Pictured from left: Matias Cilloniz who runs the Australian-style restaurant-cafe Mo Bistro in Lima, Adelaide-based Jock Zonfrillo (centre) and Peruvian-born chef Pedro Schiaffino in the remote Peruvian city of Iquitos.
Pictured from left: Matias Cilloniz who runs the Australian-style restaurant-cafe Mo Bistro in Lima, Adelaide-based Jock Zonfrillo (centre) and Peruvian-born chef Pedro Schiaffino in the remote Peruvian city of Iquitos.Max Veenhuyzen

Max Veenhuyzen explores the Indigenous food of the storied forest and river region with chefs Jock Zonfrillo and Pedro Schiaffino.

Before it was the planet's one-stop-shop for everything, the Amazon was a river. A teeming rainforest. An ecosystem unto itself and the source of life for tens of millions of South Americans. It was a rich, nigh-mythical place immortalised in bedtime stories, movies and music.

For Peruvian-born chef Pedro Schiaffino, however, the Amazon is a rich seam of ingredients and inspiration.

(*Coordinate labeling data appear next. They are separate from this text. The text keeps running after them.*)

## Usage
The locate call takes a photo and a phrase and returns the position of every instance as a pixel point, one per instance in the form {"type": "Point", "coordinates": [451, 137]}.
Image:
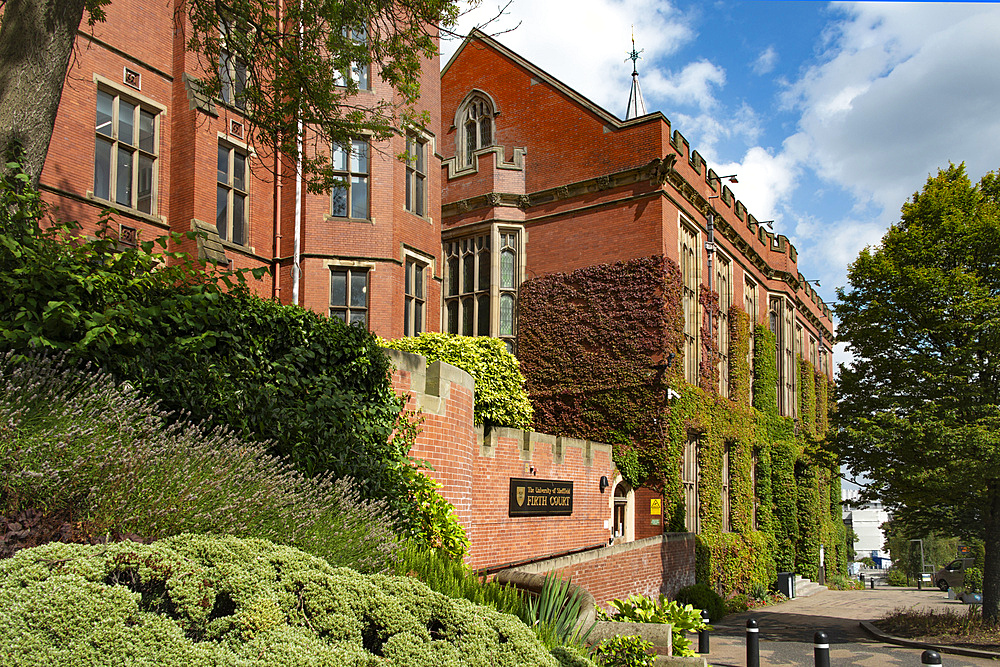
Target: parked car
{"type": "Point", "coordinates": [953, 574]}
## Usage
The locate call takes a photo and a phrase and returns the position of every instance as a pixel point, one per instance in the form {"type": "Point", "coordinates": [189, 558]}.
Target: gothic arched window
{"type": "Point", "coordinates": [477, 127]}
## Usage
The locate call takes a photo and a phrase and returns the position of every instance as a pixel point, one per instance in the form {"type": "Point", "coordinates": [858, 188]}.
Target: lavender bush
{"type": "Point", "coordinates": [74, 442]}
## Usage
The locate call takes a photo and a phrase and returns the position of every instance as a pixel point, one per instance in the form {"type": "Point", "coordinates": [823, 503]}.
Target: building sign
{"type": "Point", "coordinates": [540, 497]}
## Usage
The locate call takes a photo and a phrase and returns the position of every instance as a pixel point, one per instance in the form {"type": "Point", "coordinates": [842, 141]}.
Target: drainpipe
{"type": "Point", "coordinates": [296, 267]}
{"type": "Point", "coordinates": [710, 250]}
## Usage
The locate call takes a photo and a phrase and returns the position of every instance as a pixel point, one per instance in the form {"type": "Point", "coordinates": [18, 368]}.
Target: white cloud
{"type": "Point", "coordinates": [765, 61]}
{"type": "Point", "coordinates": [694, 85]}
{"type": "Point", "coordinates": [903, 89]}
{"type": "Point", "coordinates": [765, 181]}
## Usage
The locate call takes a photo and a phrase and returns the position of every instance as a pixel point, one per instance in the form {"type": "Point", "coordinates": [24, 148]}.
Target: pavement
{"type": "Point", "coordinates": [787, 630]}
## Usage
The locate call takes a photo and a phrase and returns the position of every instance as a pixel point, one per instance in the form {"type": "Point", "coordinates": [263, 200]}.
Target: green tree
{"type": "Point", "coordinates": [919, 406]}
{"type": "Point", "coordinates": [297, 60]}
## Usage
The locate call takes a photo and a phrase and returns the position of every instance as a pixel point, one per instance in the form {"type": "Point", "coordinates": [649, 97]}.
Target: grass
{"type": "Point", "coordinates": [943, 627]}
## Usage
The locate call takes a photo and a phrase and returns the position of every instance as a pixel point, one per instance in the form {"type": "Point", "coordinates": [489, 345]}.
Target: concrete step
{"type": "Point", "coordinates": [806, 587]}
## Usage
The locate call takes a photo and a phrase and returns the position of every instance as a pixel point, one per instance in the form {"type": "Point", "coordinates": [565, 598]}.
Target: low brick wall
{"type": "Point", "coordinates": [476, 471]}
{"type": "Point", "coordinates": [651, 566]}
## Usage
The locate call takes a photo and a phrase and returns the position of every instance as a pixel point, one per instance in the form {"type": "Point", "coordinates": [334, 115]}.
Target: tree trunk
{"type": "Point", "coordinates": [991, 569]}
{"type": "Point", "coordinates": [36, 41]}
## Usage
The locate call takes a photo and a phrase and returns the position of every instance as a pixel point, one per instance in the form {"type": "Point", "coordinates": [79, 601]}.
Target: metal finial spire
{"type": "Point", "coordinates": [636, 105]}
{"type": "Point", "coordinates": [634, 55]}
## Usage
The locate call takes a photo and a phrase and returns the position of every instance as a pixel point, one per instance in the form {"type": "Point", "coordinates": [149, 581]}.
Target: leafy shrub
{"type": "Point", "coordinates": [624, 651]}
{"type": "Point", "coordinates": [202, 600]}
{"type": "Point", "coordinates": [571, 656]}
{"type": "Point", "coordinates": [75, 444]}
{"type": "Point", "coordinates": [700, 596]}
{"type": "Point", "coordinates": [448, 575]}
{"type": "Point", "coordinates": [842, 583]}
{"type": "Point", "coordinates": [896, 577]}
{"type": "Point", "coordinates": [973, 581]}
{"type": "Point", "coordinates": [501, 399]}
{"type": "Point", "coordinates": [640, 609]}
{"type": "Point", "coordinates": [316, 390]}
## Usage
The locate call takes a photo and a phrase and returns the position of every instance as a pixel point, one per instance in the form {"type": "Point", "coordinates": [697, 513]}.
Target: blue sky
{"type": "Point", "coordinates": [832, 114]}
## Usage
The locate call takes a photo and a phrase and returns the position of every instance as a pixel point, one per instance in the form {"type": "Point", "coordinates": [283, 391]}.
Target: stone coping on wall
{"type": "Point", "coordinates": [430, 384]}
{"type": "Point", "coordinates": [528, 441]}
{"type": "Point", "coordinates": [561, 562]}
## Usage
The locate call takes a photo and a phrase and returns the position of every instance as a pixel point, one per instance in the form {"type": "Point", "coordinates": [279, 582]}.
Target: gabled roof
{"type": "Point", "coordinates": [540, 74]}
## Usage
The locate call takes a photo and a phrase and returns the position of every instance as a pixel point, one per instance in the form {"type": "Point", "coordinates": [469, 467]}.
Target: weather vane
{"type": "Point", "coordinates": [634, 55]}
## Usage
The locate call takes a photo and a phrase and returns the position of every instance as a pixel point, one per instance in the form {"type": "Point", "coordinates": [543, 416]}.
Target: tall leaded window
{"type": "Point", "coordinates": [782, 318]}
{"type": "Point", "coordinates": [727, 517]}
{"type": "Point", "coordinates": [689, 480]}
{"type": "Point", "coordinates": [125, 152]}
{"type": "Point", "coordinates": [724, 283]}
{"type": "Point", "coordinates": [791, 376]}
{"type": "Point", "coordinates": [231, 198]}
{"type": "Point", "coordinates": [349, 295]}
{"type": "Point", "coordinates": [467, 299]}
{"type": "Point", "coordinates": [483, 274]}
{"type": "Point", "coordinates": [416, 175]}
{"type": "Point", "coordinates": [750, 305]}
{"type": "Point", "coordinates": [349, 198]}
{"type": "Point", "coordinates": [414, 313]}
{"type": "Point", "coordinates": [775, 319]}
{"type": "Point", "coordinates": [477, 126]}
{"type": "Point", "coordinates": [690, 265]}
{"type": "Point", "coordinates": [509, 281]}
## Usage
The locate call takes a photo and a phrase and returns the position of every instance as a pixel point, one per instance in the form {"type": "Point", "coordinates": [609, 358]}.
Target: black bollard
{"type": "Point", "coordinates": [930, 658]}
{"type": "Point", "coordinates": [703, 634]}
{"type": "Point", "coordinates": [753, 644]}
{"type": "Point", "coordinates": [821, 649]}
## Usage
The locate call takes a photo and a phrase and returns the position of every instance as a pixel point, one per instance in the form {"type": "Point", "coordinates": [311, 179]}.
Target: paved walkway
{"type": "Point", "coordinates": [787, 629]}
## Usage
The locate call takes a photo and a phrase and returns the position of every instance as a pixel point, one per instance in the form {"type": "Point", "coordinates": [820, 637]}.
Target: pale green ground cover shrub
{"type": "Point", "coordinates": [74, 442]}
{"type": "Point", "coordinates": [195, 600]}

Long regarded as a champion of his country's native ingredients, Schiaffino has been likened to a Peruvian Rene Redzepi. His Lima restaurant Malabar (opened in 2004) put his name on the world map, but it was the 2012 opening of Amaz – a restaurant zeroing in on Amazonian ingredients – that served as the loudest statement of intent. He is, in short, the perfect candidate for a deep-dive into the foodways of the Amazon.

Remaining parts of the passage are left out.